Bia Mattos e Alessandra Martinelly participaram da primeira turma, que concluiu as aulas em novembro. Em pouco tempo, o encaminhamento para a vaga de emprego já promove transformações em suas vidas. Alessandra morava em um abrigo e conseguiu alugar um apartamento no segundo mês de trabalho. "Mudou tudo, pois agora tenho maior liberdade e privacidade. Minha intenção é dar entrada em uma casa própria no ano que vem", projeta Alessandra, que atua como assistente de cozinha em um outro abrigo.

Aos 39 anos, é a primeira vez que ela tem carteira assinada. "Tentei emprego muitas vezes. Mas as chances não aparecem para uma travesti. Até hoje faltam oportunidades para a gente sobreviver de forma digna. Por isso que muitas caem na prostituição, por necessidade de sobreviver. E isso é cruel", diz.

Para Bia, que trabalha num restaurante, a oportunidade de emprego surgida após o curso está possibilitando a retomada dos estudos. "Estou concluindo a escola e pretendo cursar faculdade de gastronomia. Nós podemos. Basta força de vontade", diz.

Coordenadora pedagógica da Faculdade Hotec, que abriga o projeto 'Empregabilidade de Pessoas Trans Cozinha & Voz', Beatriz Rampim conta que os alunos saem do curso com novas perspectivas não só de trabalho, mas de vida. "A autoestima melhora muito.
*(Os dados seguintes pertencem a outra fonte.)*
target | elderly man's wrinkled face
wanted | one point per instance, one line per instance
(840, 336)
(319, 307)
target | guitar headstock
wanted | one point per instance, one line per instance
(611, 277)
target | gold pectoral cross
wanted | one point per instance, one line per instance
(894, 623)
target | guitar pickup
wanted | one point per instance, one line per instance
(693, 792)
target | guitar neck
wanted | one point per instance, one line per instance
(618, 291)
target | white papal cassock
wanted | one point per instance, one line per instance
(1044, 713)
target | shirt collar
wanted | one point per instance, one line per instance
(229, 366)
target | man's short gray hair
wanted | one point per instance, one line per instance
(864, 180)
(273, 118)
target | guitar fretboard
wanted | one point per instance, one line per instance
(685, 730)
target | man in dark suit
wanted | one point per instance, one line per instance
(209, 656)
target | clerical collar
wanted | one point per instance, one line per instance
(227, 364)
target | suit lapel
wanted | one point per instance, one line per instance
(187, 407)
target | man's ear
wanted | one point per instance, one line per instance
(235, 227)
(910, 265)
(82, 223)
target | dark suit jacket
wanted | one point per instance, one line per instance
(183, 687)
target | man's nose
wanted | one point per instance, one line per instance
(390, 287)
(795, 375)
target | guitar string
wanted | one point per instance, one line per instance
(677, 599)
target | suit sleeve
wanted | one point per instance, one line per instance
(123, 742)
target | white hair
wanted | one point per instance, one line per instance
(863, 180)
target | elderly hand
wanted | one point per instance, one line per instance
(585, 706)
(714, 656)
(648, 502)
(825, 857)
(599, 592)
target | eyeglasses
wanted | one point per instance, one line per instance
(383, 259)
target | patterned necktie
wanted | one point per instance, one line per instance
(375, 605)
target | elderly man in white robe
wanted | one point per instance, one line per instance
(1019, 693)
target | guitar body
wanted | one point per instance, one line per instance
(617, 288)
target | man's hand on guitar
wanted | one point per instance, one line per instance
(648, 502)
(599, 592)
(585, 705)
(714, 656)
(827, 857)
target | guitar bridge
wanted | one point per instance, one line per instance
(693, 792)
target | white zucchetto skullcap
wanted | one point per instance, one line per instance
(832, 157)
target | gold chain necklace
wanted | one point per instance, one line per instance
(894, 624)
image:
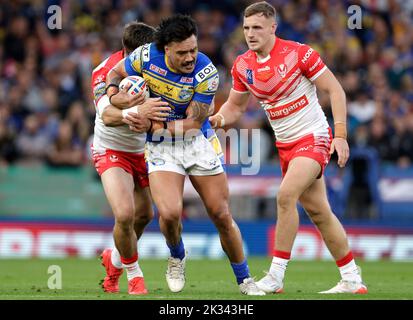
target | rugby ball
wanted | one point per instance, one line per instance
(138, 84)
Eles passam a acreditar que têm possibilidades reais de entrar no mercado de trabalho formal, com carteira assinada", diz Beatriz.

Além da capacitação na cozinha, o curso também contempla aulas de poesia, com as atrizes Elisa Lucinda e Geovana Pires.

COZINHA NA FAVELA

Um projeto semelhante está sendo estruturado no Complexo da Maré pelo Grupo Conexão G de Cidadania LGBT de Favelas, que fica na comunidade da Nova Holanda. No momento, a instituição busca financiamento para construir uma 'cozinha trans' na região. "As políticas públicas de empregabilidade não chegam à população trans das comunidades. E a falta de oportunidades é mais uma agressão que a gente sofre. Temos quatro chefs de cozinha na Maré que são travestis. Elas comandarão o projeto, que vai seguir o mote 'nós por nós mesmas'", antecipa Gilmara Cunha, diretora geral do Grupo Conexão G.

Com a cozinha implantada, a proposta, segundo Gilmara Cunha, é que o projeto possa ser um caminho para o empreendedorismo. "A ideia inicial é vendermos o que vamos produzir em eventos de empresas parceiras. Essa atuação vai mostrar a forma correta de enxergarmos a travesti, para além do imaginário erótico, ligado ao fetiche", diz.

O Grupo G está com edital aberto para jovens que irão atuar na prevenção de DSTs na Maré. Os candidatos selecionados receberão bolsa-auxílio.